Tony Cokes (born 1956) is an American visual artist and educator.

== Early life and education ==
Cokes was born in Richmond, Virginia. He studied photography and creative writing at Goddard College, and received an MFA degree (1985) in sculpture from Virginia Commonwealth University.

== Art career ==
In 1995, Renee Cox, Fo Wilson, and Tony Cokes created the Negro Art Collective (NAC) to fight cultural misrepresentations about Black Americans.

=== Artwork ===
Cokes's artwork concerns popular culture and mass entertainment. In the 1990s, he was part of the band X-PRZ. His videos often take the form of essays in which Cokes displays fragments of found texts on brightly-colored backgrounds, set to popular music. They are essays with musical accompaniment. He is known to combine quotes from a range of texts from critical theory, cultural studies, art criticism, and news reports. His sources include Louis Althusser, Malcolm X, Public Enemy, and William Burroughs.

In 1988 Cokes used newsreel footage of the riots in urban black neighborhoods in the 1960s along with 80s industrial music and text commentary to create Black Celebration; a rebellion against the commodity. Cokes wrote that the intent of the piece was to introduce a reading that will contradict received ideas which characterize those riots as criminal or irrational. He has said he is fascinated by the problem of how violence is represented when people not the state enact it.

In this work Cokes juxtaposes the old news reel footage with written commentary from Morrisey, Guy Debord, Barbara Kruger, and Martin Gore. Cokes’ use of text alludes to the constructs of race in America and the economic challenges created by those constructs. One slide features a Guy Debord quote, “The theft of large refrigerators by people with no electricity or with their electricity cut off is the best image of the lie of affluence transformed into truth in play”. Soon after in the piece the Skinny Puppy soundtrack has echoing voices that mirror the empty shells of burned-out buildings.

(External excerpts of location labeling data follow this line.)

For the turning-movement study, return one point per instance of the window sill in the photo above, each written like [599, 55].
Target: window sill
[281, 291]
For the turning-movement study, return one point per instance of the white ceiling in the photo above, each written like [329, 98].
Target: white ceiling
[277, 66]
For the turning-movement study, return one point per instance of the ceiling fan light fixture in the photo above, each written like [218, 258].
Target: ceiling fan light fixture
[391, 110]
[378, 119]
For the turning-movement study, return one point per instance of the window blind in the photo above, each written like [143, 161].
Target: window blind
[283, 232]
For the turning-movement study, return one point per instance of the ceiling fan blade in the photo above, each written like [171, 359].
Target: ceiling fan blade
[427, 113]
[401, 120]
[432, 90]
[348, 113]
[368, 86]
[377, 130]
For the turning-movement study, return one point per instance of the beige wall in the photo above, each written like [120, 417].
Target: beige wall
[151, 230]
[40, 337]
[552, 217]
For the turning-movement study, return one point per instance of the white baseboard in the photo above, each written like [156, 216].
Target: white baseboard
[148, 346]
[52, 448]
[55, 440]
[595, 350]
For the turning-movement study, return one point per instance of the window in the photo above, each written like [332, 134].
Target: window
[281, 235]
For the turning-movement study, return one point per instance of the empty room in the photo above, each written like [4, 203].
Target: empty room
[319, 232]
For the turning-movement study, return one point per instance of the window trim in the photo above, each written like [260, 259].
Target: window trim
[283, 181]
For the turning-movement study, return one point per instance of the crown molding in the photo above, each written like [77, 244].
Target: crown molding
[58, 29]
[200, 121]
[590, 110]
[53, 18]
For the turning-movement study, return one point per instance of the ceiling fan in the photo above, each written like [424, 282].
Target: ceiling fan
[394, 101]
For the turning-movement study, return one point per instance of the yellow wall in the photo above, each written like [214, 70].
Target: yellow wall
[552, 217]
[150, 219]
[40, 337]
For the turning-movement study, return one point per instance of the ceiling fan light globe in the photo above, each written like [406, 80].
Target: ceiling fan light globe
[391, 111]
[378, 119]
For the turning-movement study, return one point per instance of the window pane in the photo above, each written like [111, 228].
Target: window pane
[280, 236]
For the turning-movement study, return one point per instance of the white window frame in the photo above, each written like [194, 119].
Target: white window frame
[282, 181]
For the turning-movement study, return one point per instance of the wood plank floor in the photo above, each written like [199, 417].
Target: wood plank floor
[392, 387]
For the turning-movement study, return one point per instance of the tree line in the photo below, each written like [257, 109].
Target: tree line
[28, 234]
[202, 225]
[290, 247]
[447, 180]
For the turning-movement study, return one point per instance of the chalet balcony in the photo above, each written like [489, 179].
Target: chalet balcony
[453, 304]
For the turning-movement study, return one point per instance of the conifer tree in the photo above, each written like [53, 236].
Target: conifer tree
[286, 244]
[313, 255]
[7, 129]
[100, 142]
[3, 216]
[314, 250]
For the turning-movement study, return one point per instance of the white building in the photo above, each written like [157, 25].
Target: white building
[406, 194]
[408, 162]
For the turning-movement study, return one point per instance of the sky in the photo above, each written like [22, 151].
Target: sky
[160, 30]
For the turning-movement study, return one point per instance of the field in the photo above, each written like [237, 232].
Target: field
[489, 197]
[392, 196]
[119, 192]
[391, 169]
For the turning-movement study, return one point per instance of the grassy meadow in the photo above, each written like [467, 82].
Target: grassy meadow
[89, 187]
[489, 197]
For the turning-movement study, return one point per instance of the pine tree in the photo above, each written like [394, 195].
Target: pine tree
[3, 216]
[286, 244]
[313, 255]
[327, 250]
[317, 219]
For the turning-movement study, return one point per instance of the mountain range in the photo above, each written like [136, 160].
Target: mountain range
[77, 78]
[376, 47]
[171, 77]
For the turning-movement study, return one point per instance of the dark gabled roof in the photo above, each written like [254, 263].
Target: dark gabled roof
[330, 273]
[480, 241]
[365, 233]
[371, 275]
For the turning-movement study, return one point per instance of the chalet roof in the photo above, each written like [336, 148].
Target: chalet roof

Cokes’ art is disturbing, haunting and capable of getting the viewer to question what they think they know.

William S. Smith says in Art In America, “Cokes’ working method enables him to respond to current events while continuing his longstanding investigation of race in popular culture”. Created in 1988 this video maintains a timelessness when viewed in the light of the Black Lives Matter movement and the most recent rounds of police perpetrated violence against the Black community.  Cokes’ work highlights the dissonance of the media coverage of the ongoing movement for racial justice where protests remain framed as violent flare-ups, despite incidents being statistically few and far between. His work asks the viewer what is valid protest and to show that the line between protest and rioting is not a line at all but a continuum.

=== Teaching ===
Cokes teaches at Brown University and lives and works in Providence, Rhode Island. Cokes offered a virtual artist lecture at his alma mater, Virginia Commonwealth University on March 4, 2021.
===Awards and honors===
Cokes was named a 2024 MacArthur Fellow.

== Exhibitions ==
Cokes work has been exhibited at the Museum of Modern Art, the Whitney Museum of American Art, the Studio Museum in Harlem, the Long Beach Museum of Art, the Kitchen, and Artists Space. He was included in the 10th Berlin Biennale, and has shown at the Hessel Museum, Whitechapel Gallery, ZKM Karlsruhe, and Goldsmiths Center for Contemporary Art. Cokes is represented by Greene Naftali Gallery in New York. Cokes was included in a 2019 exhibition at The Shed. Recent solo exhibitions include CIRCA, London (2021); Museu d’Art Contemporani de Barcelona, Barcelona (2020); ARGOS center for audiovisual arts, Brussels (2020), Memorial Art Gallery, Rochester (2021).